Mobile robots add more degrees of freedom and more environmental uncertainty, which makes agentic designs attractive but harder to validate. A small warehouse robot might start with set-point tuning, grow into supervisory coordination across operating modes and eventually use an advisor for path planning while a deterministic motion controller enforces kinematic limits and safe distances.
Ecosystem trends in edge AI for control architectures
These architectures depend on more than algorithms. They also rely on tools for data collection, model training, deployment, observability and lifecycle management, and industry ecosystems help teams share reference designs, safety practices and deployment architectures instead of starting from scratch.
The Edge AI Foundation provides working groups, shared resources and a neutral forum for advancing efficient, scalable edge AI in production settings. As a foundation supporter partner, Avnet is helping to connect embedded hardware, software ecosystems and deployment pathways, while related community efforts and hands-on programs lower the barrier to evaluating and prototyping new edge AI patterns.
Practical steps to start an agentic AI control architecture project
For a first project, teams can take a staged path:
- Instrument an existing control loop and gather performance data.

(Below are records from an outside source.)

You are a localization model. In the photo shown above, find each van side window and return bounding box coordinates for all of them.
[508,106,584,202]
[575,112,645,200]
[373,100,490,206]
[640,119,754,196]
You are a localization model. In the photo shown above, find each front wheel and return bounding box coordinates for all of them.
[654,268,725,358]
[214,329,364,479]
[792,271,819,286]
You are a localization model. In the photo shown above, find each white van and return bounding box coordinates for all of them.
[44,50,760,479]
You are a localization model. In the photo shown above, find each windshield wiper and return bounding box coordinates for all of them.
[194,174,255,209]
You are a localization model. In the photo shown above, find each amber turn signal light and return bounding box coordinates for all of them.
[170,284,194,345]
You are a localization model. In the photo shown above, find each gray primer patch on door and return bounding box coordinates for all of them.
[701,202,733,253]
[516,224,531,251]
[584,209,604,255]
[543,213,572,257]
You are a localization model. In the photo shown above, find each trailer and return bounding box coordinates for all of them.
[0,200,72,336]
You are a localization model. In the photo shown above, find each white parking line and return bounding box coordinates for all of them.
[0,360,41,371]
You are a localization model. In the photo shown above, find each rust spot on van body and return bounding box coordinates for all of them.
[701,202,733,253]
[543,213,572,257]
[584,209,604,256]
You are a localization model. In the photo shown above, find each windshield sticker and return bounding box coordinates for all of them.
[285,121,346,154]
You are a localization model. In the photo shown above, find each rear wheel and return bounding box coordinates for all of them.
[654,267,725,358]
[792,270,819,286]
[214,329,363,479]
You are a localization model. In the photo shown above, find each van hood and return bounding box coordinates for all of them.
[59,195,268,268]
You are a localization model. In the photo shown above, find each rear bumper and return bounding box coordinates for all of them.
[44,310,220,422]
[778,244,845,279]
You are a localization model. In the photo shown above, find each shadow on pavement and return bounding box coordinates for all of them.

- Prototype an offline agent that analyzes the data and proposes set-point or mode changes without yet closing the loop.
- Implement the simplest architecture, usually set-point tuning, with strict clamping and logging.
- Evaluate behavior under edge cases and faults before moving to supervisory or advisory features.
By treating agentic capabilities as an added layer rather than a replacement for deterministic control, teams can move toward more intelligent drives and robots while retaining the predictability their applications demand.